# Forum > FPS > Destiny 2 Hacks|Cheats > Destiny 2 General Discussions >  Some was able to re-create a Launcher? Injector is used

## Ehnoah

So start procedure is:

Destiny2.exe -uid destiny2
"C:\Program Files (x86)\Blizzard App\Battle.net.9262\Loader64.exe" 11048 "C:\Program Files (x86)\Blizzard App\Battle.net.9262\bzrclient64.dll" 
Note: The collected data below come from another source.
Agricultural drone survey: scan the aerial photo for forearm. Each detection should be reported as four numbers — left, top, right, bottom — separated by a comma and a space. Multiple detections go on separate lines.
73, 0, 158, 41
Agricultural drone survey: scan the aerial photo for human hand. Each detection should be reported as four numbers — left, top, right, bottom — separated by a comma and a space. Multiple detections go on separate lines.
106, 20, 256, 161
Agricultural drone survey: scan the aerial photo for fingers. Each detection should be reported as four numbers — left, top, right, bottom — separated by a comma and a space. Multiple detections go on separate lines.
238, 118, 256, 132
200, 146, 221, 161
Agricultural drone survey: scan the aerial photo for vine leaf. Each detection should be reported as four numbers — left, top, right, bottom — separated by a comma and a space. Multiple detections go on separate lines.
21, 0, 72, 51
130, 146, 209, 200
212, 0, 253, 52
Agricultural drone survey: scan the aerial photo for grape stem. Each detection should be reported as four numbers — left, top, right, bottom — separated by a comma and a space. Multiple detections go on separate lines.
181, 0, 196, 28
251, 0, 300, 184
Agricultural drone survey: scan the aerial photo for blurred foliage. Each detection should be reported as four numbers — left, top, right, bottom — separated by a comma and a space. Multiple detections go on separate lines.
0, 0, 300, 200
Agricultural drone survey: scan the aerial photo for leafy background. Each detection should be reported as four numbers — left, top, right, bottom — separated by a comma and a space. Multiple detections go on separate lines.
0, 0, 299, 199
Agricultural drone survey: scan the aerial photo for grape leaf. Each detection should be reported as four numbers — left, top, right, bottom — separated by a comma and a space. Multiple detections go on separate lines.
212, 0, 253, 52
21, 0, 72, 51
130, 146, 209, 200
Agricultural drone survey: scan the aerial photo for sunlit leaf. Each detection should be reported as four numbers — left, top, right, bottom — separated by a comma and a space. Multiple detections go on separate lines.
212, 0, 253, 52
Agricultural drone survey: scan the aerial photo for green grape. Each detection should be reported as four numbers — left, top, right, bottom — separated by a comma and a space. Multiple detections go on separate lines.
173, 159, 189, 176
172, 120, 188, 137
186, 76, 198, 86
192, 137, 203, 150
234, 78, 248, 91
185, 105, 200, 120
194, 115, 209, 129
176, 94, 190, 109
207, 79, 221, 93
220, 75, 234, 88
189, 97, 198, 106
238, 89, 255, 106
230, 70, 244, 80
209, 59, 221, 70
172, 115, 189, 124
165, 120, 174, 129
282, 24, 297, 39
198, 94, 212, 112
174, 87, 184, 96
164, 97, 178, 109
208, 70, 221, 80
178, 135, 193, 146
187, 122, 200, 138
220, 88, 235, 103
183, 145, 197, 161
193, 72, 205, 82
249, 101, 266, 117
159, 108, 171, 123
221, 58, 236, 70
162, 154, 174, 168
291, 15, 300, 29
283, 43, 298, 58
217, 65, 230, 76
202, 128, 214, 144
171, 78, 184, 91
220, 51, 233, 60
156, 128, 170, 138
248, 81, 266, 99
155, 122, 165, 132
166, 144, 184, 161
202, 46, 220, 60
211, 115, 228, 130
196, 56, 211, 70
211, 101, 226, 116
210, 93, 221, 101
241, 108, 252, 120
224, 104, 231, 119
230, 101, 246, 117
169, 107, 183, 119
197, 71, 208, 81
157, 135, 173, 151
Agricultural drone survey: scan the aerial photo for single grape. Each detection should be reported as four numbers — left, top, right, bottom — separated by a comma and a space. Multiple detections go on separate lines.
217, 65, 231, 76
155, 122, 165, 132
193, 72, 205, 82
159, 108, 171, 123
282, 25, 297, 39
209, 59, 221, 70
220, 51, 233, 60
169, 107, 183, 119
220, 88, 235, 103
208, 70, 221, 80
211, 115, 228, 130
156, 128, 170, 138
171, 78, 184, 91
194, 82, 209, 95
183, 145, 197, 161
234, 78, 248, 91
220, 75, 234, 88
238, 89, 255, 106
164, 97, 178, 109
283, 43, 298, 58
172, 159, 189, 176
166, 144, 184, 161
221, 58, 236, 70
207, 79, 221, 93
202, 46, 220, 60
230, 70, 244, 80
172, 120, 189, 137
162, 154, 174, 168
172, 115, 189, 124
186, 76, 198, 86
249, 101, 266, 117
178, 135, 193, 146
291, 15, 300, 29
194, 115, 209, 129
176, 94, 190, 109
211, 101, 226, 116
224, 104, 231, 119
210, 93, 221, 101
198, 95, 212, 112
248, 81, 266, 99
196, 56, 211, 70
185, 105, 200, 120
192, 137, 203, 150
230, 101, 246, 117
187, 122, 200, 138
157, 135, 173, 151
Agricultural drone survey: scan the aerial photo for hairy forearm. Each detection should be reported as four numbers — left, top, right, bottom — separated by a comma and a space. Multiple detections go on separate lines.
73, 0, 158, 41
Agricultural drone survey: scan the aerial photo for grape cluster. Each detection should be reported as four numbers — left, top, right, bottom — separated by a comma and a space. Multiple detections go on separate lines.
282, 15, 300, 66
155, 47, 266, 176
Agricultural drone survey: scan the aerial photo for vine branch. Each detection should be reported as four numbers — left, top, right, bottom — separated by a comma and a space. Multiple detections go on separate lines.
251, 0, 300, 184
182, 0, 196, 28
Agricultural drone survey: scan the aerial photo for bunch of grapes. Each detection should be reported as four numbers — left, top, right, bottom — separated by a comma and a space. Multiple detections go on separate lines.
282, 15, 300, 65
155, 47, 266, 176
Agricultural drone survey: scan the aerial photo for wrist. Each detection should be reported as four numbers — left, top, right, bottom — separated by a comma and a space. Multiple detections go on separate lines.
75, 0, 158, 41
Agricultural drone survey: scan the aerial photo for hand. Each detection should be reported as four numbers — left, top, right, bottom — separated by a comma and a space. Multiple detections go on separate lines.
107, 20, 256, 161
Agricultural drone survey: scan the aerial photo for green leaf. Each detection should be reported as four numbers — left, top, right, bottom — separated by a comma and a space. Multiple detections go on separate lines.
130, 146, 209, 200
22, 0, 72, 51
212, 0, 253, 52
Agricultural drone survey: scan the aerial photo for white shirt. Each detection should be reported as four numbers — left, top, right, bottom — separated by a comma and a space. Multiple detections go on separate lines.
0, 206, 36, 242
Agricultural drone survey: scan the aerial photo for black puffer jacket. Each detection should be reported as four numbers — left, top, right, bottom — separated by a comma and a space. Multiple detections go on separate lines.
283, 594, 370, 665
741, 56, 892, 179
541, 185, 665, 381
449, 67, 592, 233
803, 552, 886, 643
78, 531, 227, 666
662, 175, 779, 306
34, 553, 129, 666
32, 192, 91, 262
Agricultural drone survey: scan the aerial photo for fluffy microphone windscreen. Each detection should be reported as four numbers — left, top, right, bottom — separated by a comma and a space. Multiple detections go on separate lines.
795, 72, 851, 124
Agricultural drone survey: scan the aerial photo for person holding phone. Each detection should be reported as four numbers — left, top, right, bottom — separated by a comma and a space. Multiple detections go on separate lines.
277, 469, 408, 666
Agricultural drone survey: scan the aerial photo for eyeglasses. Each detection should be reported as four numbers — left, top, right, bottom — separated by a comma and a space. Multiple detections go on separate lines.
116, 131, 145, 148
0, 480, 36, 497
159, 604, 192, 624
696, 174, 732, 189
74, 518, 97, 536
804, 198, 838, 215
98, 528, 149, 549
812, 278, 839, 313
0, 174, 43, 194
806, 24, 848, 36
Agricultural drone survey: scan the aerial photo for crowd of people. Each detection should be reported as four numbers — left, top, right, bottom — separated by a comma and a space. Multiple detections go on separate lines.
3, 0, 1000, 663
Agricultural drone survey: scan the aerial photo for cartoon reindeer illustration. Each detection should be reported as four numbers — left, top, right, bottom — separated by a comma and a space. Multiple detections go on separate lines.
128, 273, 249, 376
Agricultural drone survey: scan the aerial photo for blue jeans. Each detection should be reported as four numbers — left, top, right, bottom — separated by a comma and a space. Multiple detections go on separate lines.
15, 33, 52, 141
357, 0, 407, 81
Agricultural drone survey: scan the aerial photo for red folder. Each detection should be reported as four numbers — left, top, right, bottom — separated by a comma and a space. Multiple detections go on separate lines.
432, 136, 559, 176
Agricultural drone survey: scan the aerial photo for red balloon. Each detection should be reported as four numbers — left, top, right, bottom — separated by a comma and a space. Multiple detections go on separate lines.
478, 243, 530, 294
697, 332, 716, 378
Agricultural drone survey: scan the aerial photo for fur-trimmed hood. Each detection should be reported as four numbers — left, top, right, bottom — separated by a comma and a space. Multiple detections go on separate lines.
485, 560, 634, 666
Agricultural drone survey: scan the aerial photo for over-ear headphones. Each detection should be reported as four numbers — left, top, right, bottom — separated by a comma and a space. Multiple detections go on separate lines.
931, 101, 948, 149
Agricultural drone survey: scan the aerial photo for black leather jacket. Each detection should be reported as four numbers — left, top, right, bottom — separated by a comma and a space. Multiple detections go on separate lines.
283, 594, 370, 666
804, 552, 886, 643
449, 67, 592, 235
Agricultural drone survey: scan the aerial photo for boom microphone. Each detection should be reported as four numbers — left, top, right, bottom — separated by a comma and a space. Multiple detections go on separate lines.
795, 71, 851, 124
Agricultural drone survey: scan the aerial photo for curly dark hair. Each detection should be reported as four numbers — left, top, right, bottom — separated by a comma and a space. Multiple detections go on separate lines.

-> 11048 = Process ID after that it "normaly" should work. But I wasnt able to reproduce the whole way. Maybe someone can help and jump in. As far as I saw the Servers are still up just Launch via App is down,

----------


## Sychotix

> So start procedure is:
> 
> Destiny2.exe -uid destiny2
> "C:\Program Files (x86)\Blizzard App\Battle.net.9262\Loader64.exe" 11048 "C:\Program Files (x86)\Blizzard App\Battle.net.9262\bzrclient64.dll" 
> 
> -> 11048 = Process ID after that it "normaly" should work. But I wasnt able to reproduce the whole way. Maybe someone can help and jump in. As far as I saw the Servers are still up just Launch via App is down,


I was playing on the servers when they took the beta down. We got force kicked. How do you know the servers are still up?

----------


## Ehnoah

They just pushed a Patch also we use the same server then Take Home Version actually, from what I noticed.

----------